La préfète mise en demeure
Face à cette situation, les associations prévoient de réagir, poursuit la militante de RESF :
« On prépare une mise en demeure de la préfète pour lui demander d’appliquer la loi et de trouver un logement décent à ceux qui vivent dans des conditions sommaires. Chaque jour, le 115 reçoit 300 appels mais rien n’est proposé. »
La police en échec
Une fois arrivées à Cenon et entrées dans la résidence Paul-Ramadier, un ancien foyer pour personnes âgées, les familles peuvent compter sur le soutien des associations qui les épaulent dans leur démarche (Collectif Bienvenue, RESF 33, Médecins du monde Bordeaux, DAL33, Les Enfants de Coluche…).
Pour compléter l’installation, les membres du comité de soutien donnent un coup de balai à gauche, rassurent un enfant à droite. C’est la première fois qu’ils pénètrent dans ce lieu investi en milieu de semaine par les premières familles. Surtout, ils font obstacle à la police qui tente pendant de longues minutes de pénétrer dans les locaux, « bien que cela leur soit interdit », affirme Daniel, du DAL33 :
« Lorsque des sans-abris occupent un lieu vacant, la loi dit qu’après deux jours, cela devient leur domicile, quelque soit le lieu. Ils sont occupants sans titre et ils ne peuvent être expulsés que par voie judiciaire. »
Une procédure encore plus difficile à mettre en œuvre depuis le 1er novembre et l’entrée en vigueur de la trêve hivernale qui suspend les expulsions de logement jusqu’au 31 mars.
Devant la grille qui délimite la propriété, l’ancien candidat du NPA à la présidentielle, Philippe Poutou, discute avec les membres du comité de soutien, sous le regard des agents de police.
« Il faut encourager les réquisitions solidaires. Aujourd’hui, il y a des possibilités de relogement en s’appropriant les locaux vacants de la métropole. Les maires ont des possibilités mais ne les exploitent pas, regrette-t-il. C’est navrant de voir qu’il faille les mettre au pied du mur pour que quelque chose se passe, mais c’est comme ça, il y a ceux qui parlent et ceux qui agissent. »
« Compliqué pour la ville »
Dans la cour de la résidence Paul-Ramadier, Arminé est venue accompagner ses parents, qui ont laissés derrière eux leur Russie natale pour fuir la persécution politique. Logée par l’OFII (office français de l’immigration et de l’intégration) dans une chambre d’hôtel de la périphérie, elle se mord les doigts de ne pouvoir les accueillir. Son père Sorgis, atteint de la maladie de Parkinson, et sa mère vivent dehors, alternant les séjours de courtes durées au 115 sans pouvoir trouver de solution pérenne.

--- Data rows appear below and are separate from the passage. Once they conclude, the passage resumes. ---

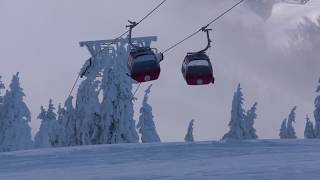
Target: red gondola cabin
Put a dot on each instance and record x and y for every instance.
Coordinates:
(197, 69)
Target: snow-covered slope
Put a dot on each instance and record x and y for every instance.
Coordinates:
(267, 159)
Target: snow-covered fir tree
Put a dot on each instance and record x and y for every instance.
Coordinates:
(88, 112)
(237, 117)
(251, 116)
(50, 132)
(291, 133)
(308, 131)
(189, 136)
(117, 106)
(316, 112)
(1, 106)
(15, 132)
(146, 125)
(283, 130)
(1, 88)
(68, 122)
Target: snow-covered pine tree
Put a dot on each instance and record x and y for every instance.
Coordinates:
(49, 134)
(1, 88)
(88, 112)
(251, 116)
(189, 136)
(1, 107)
(146, 125)
(236, 131)
(117, 107)
(291, 133)
(15, 132)
(283, 130)
(316, 113)
(308, 131)
(67, 120)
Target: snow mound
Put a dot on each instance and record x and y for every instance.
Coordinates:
(266, 159)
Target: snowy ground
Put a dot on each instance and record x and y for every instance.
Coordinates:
(268, 159)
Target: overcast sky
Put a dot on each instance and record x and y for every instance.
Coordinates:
(39, 38)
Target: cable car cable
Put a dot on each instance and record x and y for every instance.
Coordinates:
(115, 40)
(204, 27)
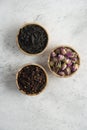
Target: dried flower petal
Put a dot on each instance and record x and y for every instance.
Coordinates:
(53, 54)
(59, 65)
(63, 66)
(75, 67)
(60, 57)
(63, 51)
(74, 60)
(61, 73)
(55, 59)
(68, 71)
(51, 63)
(69, 54)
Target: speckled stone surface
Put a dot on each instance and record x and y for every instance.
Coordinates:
(63, 104)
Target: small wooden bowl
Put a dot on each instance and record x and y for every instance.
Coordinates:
(27, 53)
(18, 74)
(65, 76)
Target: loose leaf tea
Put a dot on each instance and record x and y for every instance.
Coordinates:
(64, 61)
(31, 79)
(32, 39)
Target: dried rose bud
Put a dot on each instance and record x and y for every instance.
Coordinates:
(63, 51)
(53, 54)
(63, 66)
(55, 59)
(75, 67)
(51, 63)
(69, 54)
(75, 54)
(57, 51)
(67, 61)
(68, 50)
(68, 71)
(61, 73)
(60, 57)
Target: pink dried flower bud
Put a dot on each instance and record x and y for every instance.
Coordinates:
(61, 73)
(68, 71)
(64, 66)
(53, 54)
(75, 67)
(59, 65)
(51, 63)
(74, 60)
(60, 57)
(67, 61)
(63, 51)
(69, 54)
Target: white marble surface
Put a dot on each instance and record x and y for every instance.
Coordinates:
(63, 104)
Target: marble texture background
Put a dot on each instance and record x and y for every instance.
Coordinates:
(63, 104)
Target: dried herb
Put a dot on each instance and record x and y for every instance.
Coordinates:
(31, 79)
(32, 39)
(64, 61)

Comment vont désormais réagir les pouvoirs publics ? Une fois arrivé sur les lieux, le maire de la ville, Jean-François Egron ne peut que constater l’occupation :
« Je peux comprendre que ces gens vivent dans des conditions difficiles mais je vais tout de même rentrer en contact avec le propriétaire des lieux et la préfète. Si on s’en tient à 40 familles, ça sera compliqué que la ville s’en occupe seule », affirme-t-il.
Situé au cœur du centre commercial à l’allure défraichie de la Morlette, l’ancien foyer pour personnes âgées est aujourd’hui propriété du bailleur social Logévie. Cette société devrait bientôt déposer un permis de démolir sur la zone afin de bâtir de nouveaux logements. Mais cette situation ne décourage pas les occupants des lieux. Il y a un déjà, la Zone du dehors était elle aussi menacée par un projet immobilier ; elle résistera finalement près de 10 mois avant que ses occupants soient expulsés.
« Les associations seront là au maximum pour permettre à ces gens d’avoir des conditions de vie dignes », concluent les membres du comité de soutien.